The data's origin may be traced back to the original data source by using the row_number and batch_id columns. Each extract task assigns a unique batch_id number and adds a row number field to each row of data. In case the data sources are files, the filename is also added to the data stream. By using the combination batch_id/row_number/filename you will be able to retrace the processing steps to, if needed, the original source of data.

See the sample files provided for examples on how to use the batch_id and row_number fields to trace data back from MonetDB to the stagin area and from there to the original source.

Each batch_id is linked to a specific task run, logged in the task_log table, which provides information regarding the start and end dates, exit status and number of records read/written.

Logging and monitoring

Each ETL run and each task are logged in the ETL database, under etl_log and task_log. For etl_log, the following information is logged:

  • a unique integer ID
  • start timestamp
  • finish timestamp
  • PDI version
  • status (Aborted, Success, Failure, Running, ...)

Each task will include the following:

  • a unique integer ID
  • the run Id that launched it
  • the start and end timestamps
  • the name of the task and the configuration filename used
  • the number of records read from source
  • the number of records written to the target
  • the stage its currently at (Not started, Pre-processing, Extract, Transform, Load, Post-processing or Finished)
  • the task result (Success, Failure, Running, …)

The number of records read is done immediately after the Extract process finishes and before starting the Transformation part.

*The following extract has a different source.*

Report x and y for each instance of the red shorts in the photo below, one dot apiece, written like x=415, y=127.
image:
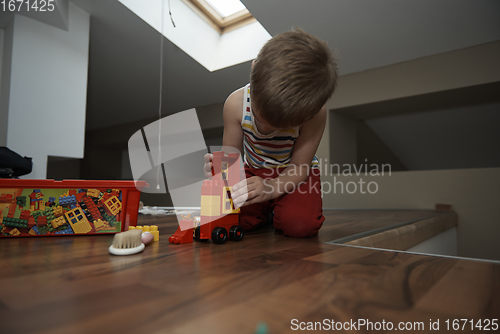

The number of records written is read from the Target table, after the Load phase completes (therefore, the actual number of records that landed on the target table, not the number of records PDI tried to load). Bear in mind that some bulk loaders reject invalid records silently, whereas others return an error after a certain number of errors.

Future development

GEM is not by any means a complete product. It does make the ETL development process faster, but there’s a lot to be done. The following is a non-exhaustive list of planned future features:

  • Support for Create, Drop and Truncate table statements (avoiding running separate SQL scripts);
  • Support more source databases (Oracle, MSSQL, PostgreSQL, ...)
  • Support more target databases (Vertica, Greenplum, ...)
  • Add a user interface to read the ETL results and log files
  • Add support for Hadoop based sources and/or targets
  • Add support for running GEM inside a PDI cluster, with a dynamic set of Carte slave servers
  • Add support for different schedules for different processes (as of now, all processes run everytime GEM is launched)

Some of these are likely to be implemented soon (for example, support for Oracle inputs and Vertica outputs), so stay tuned.